John Carpenter has wanted to make a Western for years. Now he's finally made it—as a vampire film. Carpenter turns John Steakley's novel Vampire$ into a perverse remake of Howard Hawks' Rio Bravo by way of Sergio Leone, with James Woods as a foul-mouthed, hard-drinking, whore-mongering John Wayne leading a wild bunch of vampire hunters. It's machismo run amuck in a dusty, dusky Southwestern setting with a Ry Coodertwinged country blues score. And Carpenter loves it.
directed by John Carpenter
starring James Woods
now playing at Meridian, Metro, others
The film kicks off with an attack on a vampire nest, a SWAT-team-like operation turned gory spectacle with fiery explosions of bloodsuckers yanked into the light of day.

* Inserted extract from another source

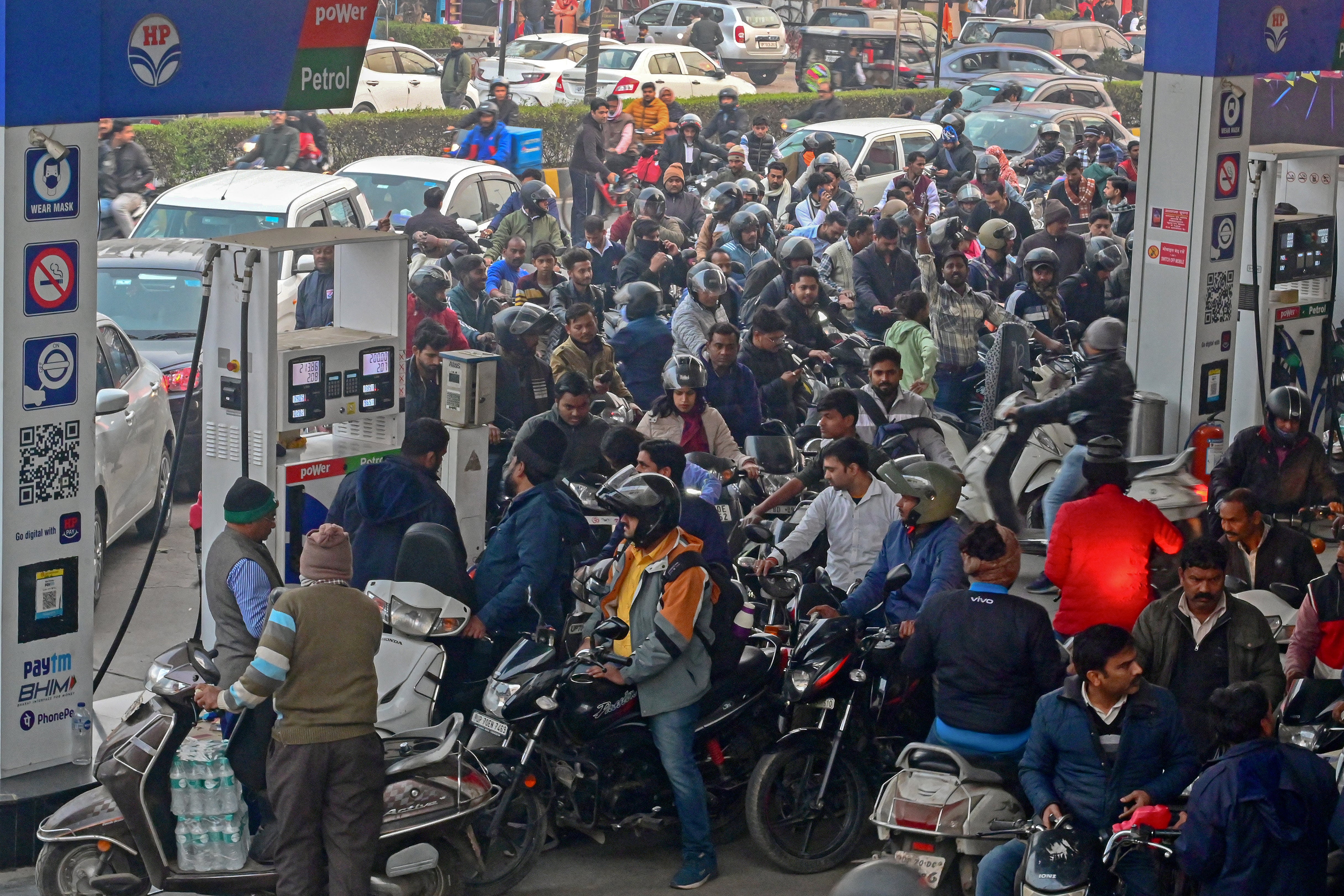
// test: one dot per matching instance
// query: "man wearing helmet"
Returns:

As Crow's Vatican-sponsored team celebrates victory with hookers and booze that night, retribution visits in the form of Valek (Thomas Ian Griffith and his imposing 6-foot-5 frame), a powerful vampire master who takes prostitute Katrina (Sheryl Lee) as his next lady of the night and slices and dices the rest of the partygoers with his Ginsu fingernails. Crow and his sole surviving team member, Montoya (Daniel Baldwin), grab Katrina, whose fresh blood ties provide a psychic link to Valek, and get the hell out of Dodge to regroup. Team Crow also inherits a rookie priest (Tim Guinee) who provides clues to Valek's master plan. And so the motley crew plans its attack.

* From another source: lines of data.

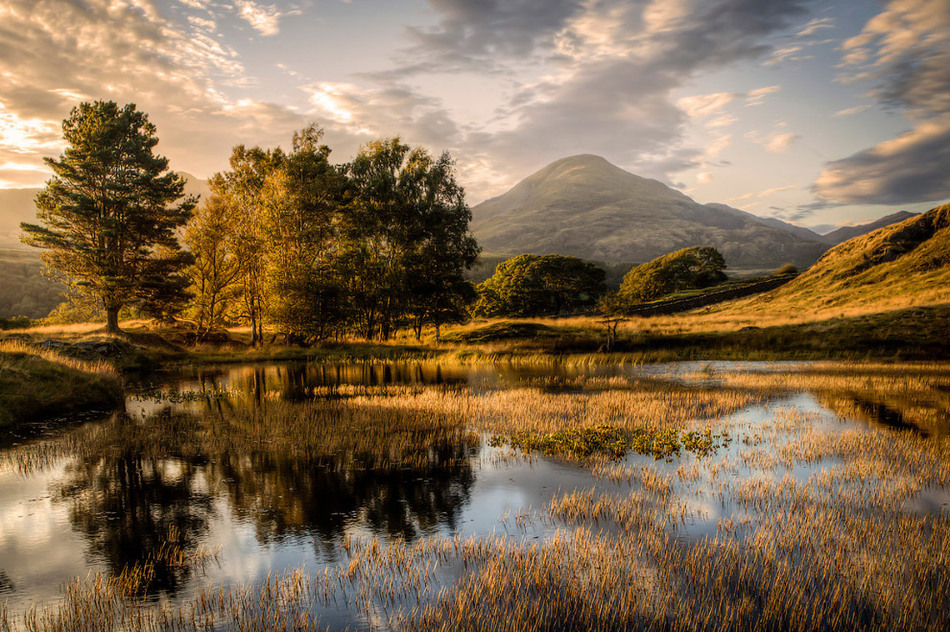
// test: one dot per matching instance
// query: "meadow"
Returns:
(697, 496)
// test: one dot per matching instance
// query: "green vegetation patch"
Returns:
(36, 386)
(614, 443)
(503, 331)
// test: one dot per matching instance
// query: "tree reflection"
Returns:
(306, 469)
(319, 498)
(129, 505)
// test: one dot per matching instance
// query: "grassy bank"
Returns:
(36, 384)
(917, 333)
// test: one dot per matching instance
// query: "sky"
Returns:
(819, 113)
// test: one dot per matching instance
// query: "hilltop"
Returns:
(586, 207)
(845, 233)
(899, 266)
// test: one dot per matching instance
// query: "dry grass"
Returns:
(36, 383)
(823, 524)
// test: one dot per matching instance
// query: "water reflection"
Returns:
(299, 470)
(129, 506)
(268, 459)
(284, 497)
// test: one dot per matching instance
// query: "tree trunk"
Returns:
(112, 320)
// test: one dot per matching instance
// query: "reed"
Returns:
(812, 521)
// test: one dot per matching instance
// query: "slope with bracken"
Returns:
(900, 266)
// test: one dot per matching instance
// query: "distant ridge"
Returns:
(16, 205)
(899, 266)
(850, 232)
(587, 207)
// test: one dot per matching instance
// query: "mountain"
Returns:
(850, 232)
(16, 205)
(774, 222)
(902, 265)
(586, 207)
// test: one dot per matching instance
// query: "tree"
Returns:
(408, 234)
(300, 204)
(216, 267)
(109, 214)
(538, 285)
(684, 269)
(242, 187)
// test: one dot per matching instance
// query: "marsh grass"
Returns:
(814, 522)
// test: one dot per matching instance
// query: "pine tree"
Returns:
(109, 214)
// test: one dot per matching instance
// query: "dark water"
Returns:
(63, 515)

After a string of misfires it's a pleasure to see Carpenter back in form, and he's back with a vengeance. His unrepentant misogynist macho warriors are sure to offend audiences not already turned off by the gory bloodshed. There's a perverse comic-book irony in such extreme characters as emissaries of the Vatican, and Carpenter works it for all it's worth. Woods plays Jack Crow with the glee of a choirboy gone bad—he's been raised by the Catholic Church but he's not above beating the shit out of a priest to get information.

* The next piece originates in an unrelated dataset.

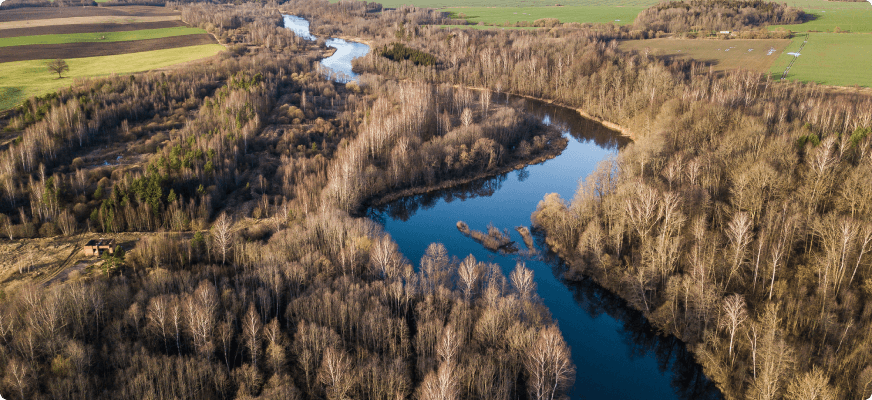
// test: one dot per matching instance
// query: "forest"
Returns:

The film slows for an exposition-heavy second act, in which Montoya's increasing affection for vampire-to-be Katrina (who spends the film a tied-up captive) has to be taken on faith. But Carpenter's sleek, stark images and stripped-down, no-holds-barred action offer pure pulp gratification. Vampires is likely too vicious to engender new Carpenter fans, but it's the most fun I've had at the movies for some time.